I’m not really happy with this solution, but I’m hoping to get my hands on an iPad for her to try out at the beginning of April see how well that interface might work. The typing is a problem though. My Uncle actually set up a voice recognition program on her Windows XP machine (still running IE6!) some years ago, but that’s yet a different brand of clunky. Add to that that her hearing is poor and she’s quite a challenge for a UI designer.
She’s a nonagenarian now, which is a fancy way to say she’s 90 years old.
I’m sorry, I got myself off-track with that digression. I meant to write about what it’s like to stay in her house, with a pile of things that have emotional weight for me. I’ve included a photo above of one thing. That is a photo of a statue of Mary. Oh, who’s Mary you ask? In Christian teaching, Mary is the mother of Christ. Catholics, I think above most other Christian sects, hold Mary in very high esteem. Marian prayer features prominently in the Rosary, for example. I remember my Grandma and her friend telling me when I was a kid of how praying the Rosary would eventually stop communism. Here in 2010, with the lone holdouts of communist thought being North Korea and Cuba, I have to say Mary did a pretty good job.

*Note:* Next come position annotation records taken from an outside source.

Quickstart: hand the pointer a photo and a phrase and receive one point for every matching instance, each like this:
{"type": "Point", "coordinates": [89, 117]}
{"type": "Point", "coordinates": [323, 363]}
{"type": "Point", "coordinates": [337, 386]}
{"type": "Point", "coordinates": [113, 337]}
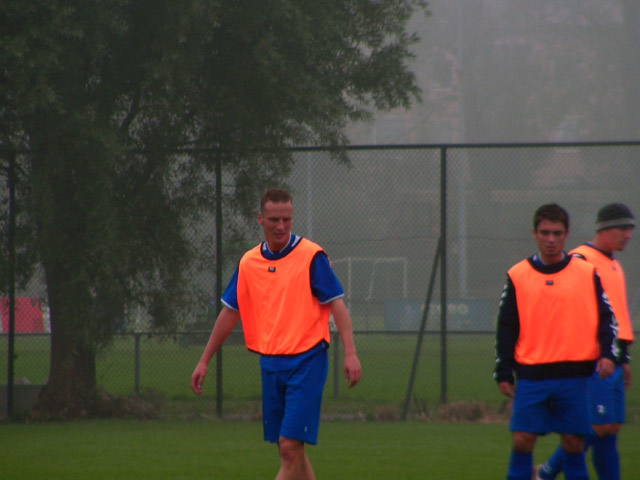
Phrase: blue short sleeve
{"type": "Point", "coordinates": [324, 282]}
{"type": "Point", "coordinates": [230, 295]}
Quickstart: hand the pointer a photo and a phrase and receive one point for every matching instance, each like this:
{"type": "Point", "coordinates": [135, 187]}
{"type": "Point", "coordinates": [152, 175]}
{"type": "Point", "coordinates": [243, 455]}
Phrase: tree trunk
{"type": "Point", "coordinates": [71, 389]}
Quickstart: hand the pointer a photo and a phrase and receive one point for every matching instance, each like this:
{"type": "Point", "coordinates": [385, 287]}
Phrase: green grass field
{"type": "Point", "coordinates": [195, 449]}
{"type": "Point", "coordinates": [166, 364]}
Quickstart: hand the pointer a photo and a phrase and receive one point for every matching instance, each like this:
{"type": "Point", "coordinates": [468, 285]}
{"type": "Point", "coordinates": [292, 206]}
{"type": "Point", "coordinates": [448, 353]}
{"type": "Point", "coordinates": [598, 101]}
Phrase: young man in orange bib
{"type": "Point", "coordinates": [285, 291]}
{"type": "Point", "coordinates": [555, 327]}
{"type": "Point", "coordinates": [614, 225]}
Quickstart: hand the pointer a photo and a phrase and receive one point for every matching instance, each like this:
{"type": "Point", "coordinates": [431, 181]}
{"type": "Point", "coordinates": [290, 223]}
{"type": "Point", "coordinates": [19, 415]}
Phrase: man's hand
{"type": "Point", "coordinates": [605, 367]}
{"type": "Point", "coordinates": [197, 378]}
{"type": "Point", "coordinates": [507, 389]}
{"type": "Point", "coordinates": [626, 372]}
{"type": "Point", "coordinates": [352, 369]}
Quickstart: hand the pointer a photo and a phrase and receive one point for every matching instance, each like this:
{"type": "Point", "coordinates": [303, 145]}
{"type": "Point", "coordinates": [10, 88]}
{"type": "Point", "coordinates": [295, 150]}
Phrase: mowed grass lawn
{"type": "Point", "coordinates": [196, 449]}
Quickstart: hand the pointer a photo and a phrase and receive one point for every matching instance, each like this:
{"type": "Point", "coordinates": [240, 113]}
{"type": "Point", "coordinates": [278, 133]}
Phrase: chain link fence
{"type": "Point", "coordinates": [379, 217]}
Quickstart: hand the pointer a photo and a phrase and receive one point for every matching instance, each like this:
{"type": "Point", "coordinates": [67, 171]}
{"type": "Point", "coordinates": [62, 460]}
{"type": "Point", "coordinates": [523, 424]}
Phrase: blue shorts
{"type": "Point", "coordinates": [292, 399]}
{"type": "Point", "coordinates": [607, 398]}
{"type": "Point", "coordinates": [556, 405]}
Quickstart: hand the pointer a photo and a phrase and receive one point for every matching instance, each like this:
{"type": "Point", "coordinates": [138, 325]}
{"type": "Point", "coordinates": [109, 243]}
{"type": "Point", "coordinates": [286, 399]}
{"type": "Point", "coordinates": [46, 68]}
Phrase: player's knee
{"type": "Point", "coordinates": [291, 451]}
{"type": "Point", "coordinates": [523, 442]}
{"type": "Point", "coordinates": [573, 443]}
{"type": "Point", "coordinates": [607, 429]}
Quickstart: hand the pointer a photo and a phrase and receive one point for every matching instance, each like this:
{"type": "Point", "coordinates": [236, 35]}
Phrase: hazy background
{"type": "Point", "coordinates": [520, 71]}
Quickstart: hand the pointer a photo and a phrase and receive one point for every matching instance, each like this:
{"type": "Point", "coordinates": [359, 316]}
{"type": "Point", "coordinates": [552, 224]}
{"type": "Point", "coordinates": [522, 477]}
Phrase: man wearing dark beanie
{"type": "Point", "coordinates": [614, 225]}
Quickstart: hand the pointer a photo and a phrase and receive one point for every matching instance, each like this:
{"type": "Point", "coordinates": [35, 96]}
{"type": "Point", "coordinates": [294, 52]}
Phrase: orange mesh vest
{"type": "Point", "coordinates": [558, 314]}
{"type": "Point", "coordinates": [612, 278]}
{"type": "Point", "coordinates": [280, 316]}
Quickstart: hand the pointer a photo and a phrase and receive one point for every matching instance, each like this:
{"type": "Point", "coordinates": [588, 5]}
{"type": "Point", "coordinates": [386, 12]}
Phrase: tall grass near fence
{"type": "Point", "coordinates": [199, 450]}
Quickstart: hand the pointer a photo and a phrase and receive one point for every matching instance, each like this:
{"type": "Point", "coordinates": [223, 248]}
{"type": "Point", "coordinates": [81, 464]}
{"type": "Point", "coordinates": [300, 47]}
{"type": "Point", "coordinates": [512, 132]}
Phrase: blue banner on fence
{"type": "Point", "coordinates": [462, 315]}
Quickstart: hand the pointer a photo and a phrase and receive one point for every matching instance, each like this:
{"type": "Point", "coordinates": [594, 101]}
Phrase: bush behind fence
{"type": "Point", "coordinates": [379, 219]}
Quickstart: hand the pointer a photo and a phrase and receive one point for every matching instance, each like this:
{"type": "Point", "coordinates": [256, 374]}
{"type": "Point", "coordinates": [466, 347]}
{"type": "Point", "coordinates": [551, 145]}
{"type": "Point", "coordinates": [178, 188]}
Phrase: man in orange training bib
{"type": "Point", "coordinates": [614, 225]}
{"type": "Point", "coordinates": [554, 327]}
{"type": "Point", "coordinates": [285, 291]}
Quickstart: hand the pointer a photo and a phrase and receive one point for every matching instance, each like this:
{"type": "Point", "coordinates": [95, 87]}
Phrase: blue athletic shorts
{"type": "Point", "coordinates": [556, 405]}
{"type": "Point", "coordinates": [292, 399]}
{"type": "Point", "coordinates": [607, 398]}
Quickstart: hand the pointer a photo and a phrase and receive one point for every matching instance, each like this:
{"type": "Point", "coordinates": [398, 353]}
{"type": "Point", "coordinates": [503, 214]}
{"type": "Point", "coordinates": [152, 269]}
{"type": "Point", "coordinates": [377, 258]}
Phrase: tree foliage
{"type": "Point", "coordinates": [118, 112]}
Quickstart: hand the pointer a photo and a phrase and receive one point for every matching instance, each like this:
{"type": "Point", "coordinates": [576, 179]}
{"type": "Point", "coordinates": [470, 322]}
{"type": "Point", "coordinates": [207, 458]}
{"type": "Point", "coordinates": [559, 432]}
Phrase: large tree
{"type": "Point", "coordinates": [118, 113]}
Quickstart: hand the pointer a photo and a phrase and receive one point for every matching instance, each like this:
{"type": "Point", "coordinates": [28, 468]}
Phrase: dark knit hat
{"type": "Point", "coordinates": [614, 215]}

The statue is one I purchased. I must’ve been 8 years old, and I bought it in the Philippines, specifically for my Grandma, because I think she would like it. Unfortunately during our travels back from Manila, it was damaged, but with help from my Mom I managed to glue the head back on. The thinking behind the purchase was a nice gift for my Grandma, of course, and she has kept it in her house for the last 3 decades. I think the blue of the statue is still beautiful. I loved totems and statuary as a kid. Religious iconography and architecture still has the power to move me, no matter the religion or sect.

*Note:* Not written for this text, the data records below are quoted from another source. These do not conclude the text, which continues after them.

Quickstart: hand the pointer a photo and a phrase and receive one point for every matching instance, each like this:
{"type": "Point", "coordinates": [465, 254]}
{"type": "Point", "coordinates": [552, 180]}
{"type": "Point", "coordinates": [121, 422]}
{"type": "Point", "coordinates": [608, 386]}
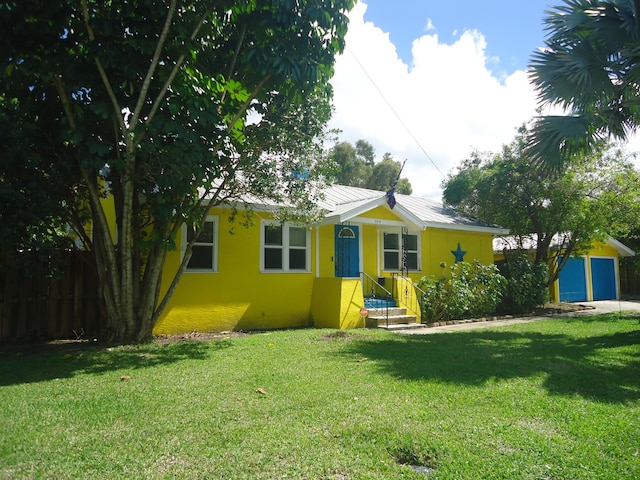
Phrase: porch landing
{"type": "Point", "coordinates": [392, 319]}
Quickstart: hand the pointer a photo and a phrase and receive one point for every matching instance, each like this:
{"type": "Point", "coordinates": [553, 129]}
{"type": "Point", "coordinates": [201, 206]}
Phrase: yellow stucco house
{"type": "Point", "coordinates": [589, 277]}
{"type": "Point", "coordinates": [273, 275]}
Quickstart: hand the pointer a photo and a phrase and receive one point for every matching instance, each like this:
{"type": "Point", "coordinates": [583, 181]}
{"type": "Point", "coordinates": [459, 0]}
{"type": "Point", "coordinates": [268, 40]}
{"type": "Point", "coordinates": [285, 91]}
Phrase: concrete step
{"type": "Point", "coordinates": [382, 321]}
{"type": "Point", "coordinates": [382, 312]}
{"type": "Point", "coordinates": [402, 326]}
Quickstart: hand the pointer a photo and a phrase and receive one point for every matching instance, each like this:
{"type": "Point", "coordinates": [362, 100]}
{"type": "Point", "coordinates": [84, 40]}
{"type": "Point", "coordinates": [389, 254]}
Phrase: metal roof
{"type": "Point", "coordinates": [344, 203]}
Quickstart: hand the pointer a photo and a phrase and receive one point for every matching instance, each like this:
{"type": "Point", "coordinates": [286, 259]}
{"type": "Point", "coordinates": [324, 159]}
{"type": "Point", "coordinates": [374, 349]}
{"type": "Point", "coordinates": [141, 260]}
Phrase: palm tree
{"type": "Point", "coordinates": [590, 68]}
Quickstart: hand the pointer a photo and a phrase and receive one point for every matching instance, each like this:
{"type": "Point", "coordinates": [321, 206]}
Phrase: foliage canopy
{"type": "Point", "coordinates": [158, 109]}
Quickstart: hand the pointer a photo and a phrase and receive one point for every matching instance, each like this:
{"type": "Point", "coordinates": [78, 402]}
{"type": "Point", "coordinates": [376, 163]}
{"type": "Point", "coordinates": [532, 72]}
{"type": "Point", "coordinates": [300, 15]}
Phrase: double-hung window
{"type": "Point", "coordinates": [400, 251]}
{"type": "Point", "coordinates": [285, 248]}
{"type": "Point", "coordinates": [204, 253]}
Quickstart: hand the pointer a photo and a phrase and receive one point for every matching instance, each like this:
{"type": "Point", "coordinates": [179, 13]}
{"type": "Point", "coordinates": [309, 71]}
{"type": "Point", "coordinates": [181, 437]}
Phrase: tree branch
{"type": "Point", "coordinates": [154, 63]}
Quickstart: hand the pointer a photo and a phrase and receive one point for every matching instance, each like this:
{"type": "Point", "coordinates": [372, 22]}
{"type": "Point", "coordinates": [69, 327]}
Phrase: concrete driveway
{"type": "Point", "coordinates": [600, 307]}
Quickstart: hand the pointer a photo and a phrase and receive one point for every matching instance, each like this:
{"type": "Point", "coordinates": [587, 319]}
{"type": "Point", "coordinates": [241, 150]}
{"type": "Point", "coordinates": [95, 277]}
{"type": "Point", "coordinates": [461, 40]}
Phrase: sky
{"type": "Point", "coordinates": [431, 81]}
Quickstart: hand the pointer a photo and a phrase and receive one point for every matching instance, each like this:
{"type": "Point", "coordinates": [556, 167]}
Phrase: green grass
{"type": "Point", "coordinates": [555, 399]}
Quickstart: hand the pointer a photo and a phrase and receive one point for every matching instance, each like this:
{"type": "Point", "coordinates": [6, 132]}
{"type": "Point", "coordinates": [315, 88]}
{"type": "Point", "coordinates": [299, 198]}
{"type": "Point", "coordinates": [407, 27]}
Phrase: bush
{"type": "Point", "coordinates": [526, 285]}
{"type": "Point", "coordinates": [471, 290]}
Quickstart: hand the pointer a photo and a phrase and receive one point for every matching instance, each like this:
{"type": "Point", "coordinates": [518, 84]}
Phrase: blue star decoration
{"type": "Point", "coordinates": [459, 254]}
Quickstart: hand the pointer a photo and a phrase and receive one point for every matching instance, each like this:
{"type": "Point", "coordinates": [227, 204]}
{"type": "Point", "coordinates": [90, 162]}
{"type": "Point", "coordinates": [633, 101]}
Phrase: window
{"type": "Point", "coordinates": [285, 248]}
{"type": "Point", "coordinates": [204, 253]}
{"type": "Point", "coordinates": [393, 251]}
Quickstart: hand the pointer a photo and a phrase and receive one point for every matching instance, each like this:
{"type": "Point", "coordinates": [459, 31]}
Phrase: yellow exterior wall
{"type": "Point", "coordinates": [336, 303]}
{"type": "Point", "coordinates": [381, 213]}
{"type": "Point", "coordinates": [238, 296]}
{"type": "Point", "coordinates": [370, 251]}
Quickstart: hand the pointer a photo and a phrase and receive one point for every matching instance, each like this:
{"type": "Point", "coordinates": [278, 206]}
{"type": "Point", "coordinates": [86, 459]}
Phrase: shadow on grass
{"type": "Point", "coordinates": [42, 363]}
{"type": "Point", "coordinates": [605, 367]}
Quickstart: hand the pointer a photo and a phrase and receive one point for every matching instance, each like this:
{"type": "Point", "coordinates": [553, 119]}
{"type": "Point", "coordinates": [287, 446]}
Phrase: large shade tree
{"type": "Point", "coordinates": [563, 213]}
{"type": "Point", "coordinates": [590, 69]}
{"type": "Point", "coordinates": [161, 109]}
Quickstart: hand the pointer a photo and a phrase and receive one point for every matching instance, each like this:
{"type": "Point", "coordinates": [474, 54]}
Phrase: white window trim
{"type": "Point", "coordinates": [285, 247]}
{"type": "Point", "coordinates": [418, 246]}
{"type": "Point", "coordinates": [216, 223]}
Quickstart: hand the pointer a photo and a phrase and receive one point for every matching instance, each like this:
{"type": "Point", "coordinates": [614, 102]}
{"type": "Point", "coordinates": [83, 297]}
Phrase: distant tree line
{"type": "Point", "coordinates": [356, 167]}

Thinking back to the kid I was, I am fascinated by my serious-mindedness and devotion to Christ, and Mary, and the infinite magisterium of the Holy Roman Catholic Church. I have waxed and waned and even abandoned that Church to varying degrees in the intervening years. But the linkage to family the Church made for me has not declined. I was very excited to know that the Eucharistic Minister would come for my Grandma yesterday. And I am encouraging to her to be well enough to travel to Mass sometime in the future when she is more mobile.

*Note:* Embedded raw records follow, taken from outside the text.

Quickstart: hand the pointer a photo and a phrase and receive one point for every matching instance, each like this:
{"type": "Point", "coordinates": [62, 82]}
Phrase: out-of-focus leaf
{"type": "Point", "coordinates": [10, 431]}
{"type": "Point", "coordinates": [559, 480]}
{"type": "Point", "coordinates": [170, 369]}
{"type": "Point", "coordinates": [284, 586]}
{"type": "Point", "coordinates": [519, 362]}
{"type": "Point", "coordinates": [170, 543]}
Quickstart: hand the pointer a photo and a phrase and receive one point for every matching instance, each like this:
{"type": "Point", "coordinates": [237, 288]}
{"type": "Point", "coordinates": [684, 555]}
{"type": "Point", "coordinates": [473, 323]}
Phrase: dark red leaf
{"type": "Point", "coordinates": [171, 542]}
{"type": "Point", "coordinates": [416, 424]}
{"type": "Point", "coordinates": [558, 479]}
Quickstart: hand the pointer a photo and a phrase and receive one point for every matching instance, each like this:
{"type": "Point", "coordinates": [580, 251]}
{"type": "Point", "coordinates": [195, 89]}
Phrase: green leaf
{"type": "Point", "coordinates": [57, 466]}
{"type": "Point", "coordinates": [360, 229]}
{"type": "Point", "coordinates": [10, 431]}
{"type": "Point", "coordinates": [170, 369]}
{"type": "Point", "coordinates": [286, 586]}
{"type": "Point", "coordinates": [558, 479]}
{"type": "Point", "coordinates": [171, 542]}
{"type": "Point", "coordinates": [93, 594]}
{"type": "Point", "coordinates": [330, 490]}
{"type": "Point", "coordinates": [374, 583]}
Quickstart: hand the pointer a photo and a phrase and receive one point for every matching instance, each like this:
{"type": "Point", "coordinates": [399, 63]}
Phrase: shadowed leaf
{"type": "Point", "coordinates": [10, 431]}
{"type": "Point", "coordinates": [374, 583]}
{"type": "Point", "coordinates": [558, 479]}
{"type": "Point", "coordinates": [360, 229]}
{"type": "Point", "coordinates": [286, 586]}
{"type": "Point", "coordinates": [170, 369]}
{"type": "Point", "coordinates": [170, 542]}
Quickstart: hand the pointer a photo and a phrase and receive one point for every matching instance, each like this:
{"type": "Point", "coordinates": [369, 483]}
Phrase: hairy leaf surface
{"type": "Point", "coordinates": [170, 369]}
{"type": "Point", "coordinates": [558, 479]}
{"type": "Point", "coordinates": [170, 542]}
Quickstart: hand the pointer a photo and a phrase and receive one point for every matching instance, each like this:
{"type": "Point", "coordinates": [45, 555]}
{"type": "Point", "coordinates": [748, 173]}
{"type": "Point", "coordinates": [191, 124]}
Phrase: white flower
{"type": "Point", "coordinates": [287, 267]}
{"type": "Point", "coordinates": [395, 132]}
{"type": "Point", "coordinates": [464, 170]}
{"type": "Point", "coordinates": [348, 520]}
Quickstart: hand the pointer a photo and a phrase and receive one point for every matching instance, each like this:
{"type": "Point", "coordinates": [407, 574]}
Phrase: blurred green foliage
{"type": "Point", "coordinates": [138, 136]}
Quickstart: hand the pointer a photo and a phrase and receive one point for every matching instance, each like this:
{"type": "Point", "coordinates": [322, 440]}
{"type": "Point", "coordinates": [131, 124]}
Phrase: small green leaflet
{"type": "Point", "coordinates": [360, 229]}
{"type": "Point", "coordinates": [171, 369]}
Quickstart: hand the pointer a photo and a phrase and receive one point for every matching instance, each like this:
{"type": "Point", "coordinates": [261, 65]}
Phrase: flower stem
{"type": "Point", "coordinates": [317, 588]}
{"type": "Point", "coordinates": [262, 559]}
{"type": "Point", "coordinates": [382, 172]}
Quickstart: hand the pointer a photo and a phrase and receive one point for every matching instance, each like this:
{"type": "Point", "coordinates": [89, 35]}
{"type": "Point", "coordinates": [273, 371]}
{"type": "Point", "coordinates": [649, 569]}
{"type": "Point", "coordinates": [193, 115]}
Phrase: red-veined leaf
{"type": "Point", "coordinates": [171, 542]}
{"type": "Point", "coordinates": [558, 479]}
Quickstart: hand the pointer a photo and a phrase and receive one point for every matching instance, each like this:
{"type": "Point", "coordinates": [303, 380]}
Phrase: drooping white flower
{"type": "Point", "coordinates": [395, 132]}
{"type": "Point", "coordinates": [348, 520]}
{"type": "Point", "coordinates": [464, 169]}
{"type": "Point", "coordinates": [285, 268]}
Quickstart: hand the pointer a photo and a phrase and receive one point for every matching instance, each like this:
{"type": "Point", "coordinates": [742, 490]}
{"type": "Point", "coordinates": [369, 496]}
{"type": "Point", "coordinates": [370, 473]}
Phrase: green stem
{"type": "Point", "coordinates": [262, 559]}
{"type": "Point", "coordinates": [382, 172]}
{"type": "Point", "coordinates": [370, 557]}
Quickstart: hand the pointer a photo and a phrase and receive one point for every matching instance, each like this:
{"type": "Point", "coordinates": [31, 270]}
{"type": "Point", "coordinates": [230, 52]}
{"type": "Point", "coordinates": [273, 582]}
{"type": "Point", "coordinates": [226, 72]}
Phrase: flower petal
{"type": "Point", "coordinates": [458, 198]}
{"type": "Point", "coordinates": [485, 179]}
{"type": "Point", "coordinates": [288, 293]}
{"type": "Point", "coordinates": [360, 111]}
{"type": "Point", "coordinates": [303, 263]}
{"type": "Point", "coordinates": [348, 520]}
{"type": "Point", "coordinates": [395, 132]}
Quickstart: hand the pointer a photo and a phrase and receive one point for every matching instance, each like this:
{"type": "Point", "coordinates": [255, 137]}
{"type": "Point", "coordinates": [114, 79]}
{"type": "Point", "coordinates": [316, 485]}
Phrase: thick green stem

Of course, for me, these days “mobile” has a whole other meaning. My dad now has a smartphone and he texts, texts! me from the road and on a regular basis. Leah and I are highly mobile right now. I’m playing Words With Friends with varying degrees of frequency with the kids. I find myself pulling out my Mom’s iPod Touch more and more to play with Brushes, even if it’s only for a nothing sketch like this one:
I’m not sure I have a coherent theme for the words you are reading now. I suppose I could talk about the Catholic Church’s mobile confession app, but I don’t know that much about it. In the meantime, I suppose I better get some work done, and perhaps listen to The Beatle’s Let It Be, from which I stole the title of this post–well the line is actually “Mother Mary Comes To Me” I think–but I prefer my mishearing. Let It Be was made at the end of The Beatles career, as they were about the break up. It’s about accepting the end of things. And I’m learning to come to terms with things, and move forward myself.